The city’s prorated portion (85 per cent of the budget) is up 1.72 per cent. Cornwall would be paying $123,800 for the airport – South Glengarry’s share is $10,000.

South Glengarry Deputy Mayor Frank Prevost, who is also the airport commission chairman, told the budget committee a major capital expense is a $115,000 fuel depot to supply so-called “Jet A” fuel.

“Jet A” is a highly refined kerosene-type fuel with some additives, used in jets, turboprop aircraft and most helicopters. It’s available in other regional airports like Kingston and Brockville. Right now, the airstrip in Summerstown only has Avgas, which is a refined gasoline sold to retailers in smaller quantities compared to “Jet A.”

The high ticket item is drawing concerns from some city councillors, who want to revisit the funding agreement, where Cornwall pays 85 per cent of the cost for the airport while South Glengarry pays 15 per cent.

The fuel depot would cost Cornwall taxpayers $97,750. (South Glengarrians would pay $17,250).

“As the municipality, as the council in South Glengarry, we certainly agree with the frustrations that the City of Cornwall has in respect to the agreement,” South Glengarry Deputy Mayor Prevost told Cornwall Newswatch.

Prevost says the 1984 agreement has been in the hands of their municipal lawyer for review for the past eight to nine months. “What those numbers are going to change in regards to the 85-15 per cent split, I have no idea,” Prevost said. The contractual agreement will likely address rights and responsibilities but it will be up to the municipal councils to come to an agreement on cost-sharing.
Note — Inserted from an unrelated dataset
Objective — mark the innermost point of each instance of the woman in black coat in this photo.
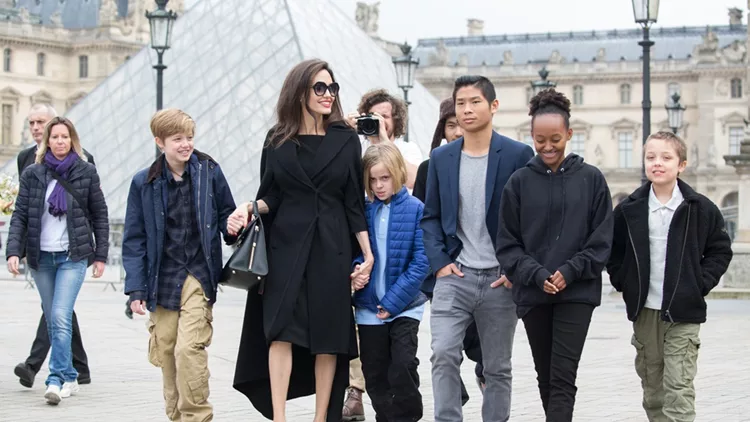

The airport commission head says the United Counties were approached last year about sharing in the cost of the airport but the majority of county council wasn’t interested because the airport was only a benefit to South Glengarry, South Stormont and the City of Cornwall.

The “Jet A” fuel depot comes with the adage of “spend money to make money”. Prevost says having “Jet A” would open up the door for companies looking to lease land for hangers.

“We have a large demand from the larger aircraft in regards to getting jet fuel…we get one or two questions on a monthly basis,” Prevost said.

Prevost believes they would get their return on investment within three to five years.

Cornwall CAO Norm Levac says a report on the funding formula is expected within “weeks to months” from now.

As for the expansion of the airport, Prevost says that process has been hung up because of a lack of formal support from the previous City of Cornwall administration.

The airport commission needs a letter of support to send to MP Guy Lauzon in order to apply for federal funding.

According to Prevost, the last Cornwall council didn’t give a letter of support because it was afraid there was a financial commitment attached to the letter.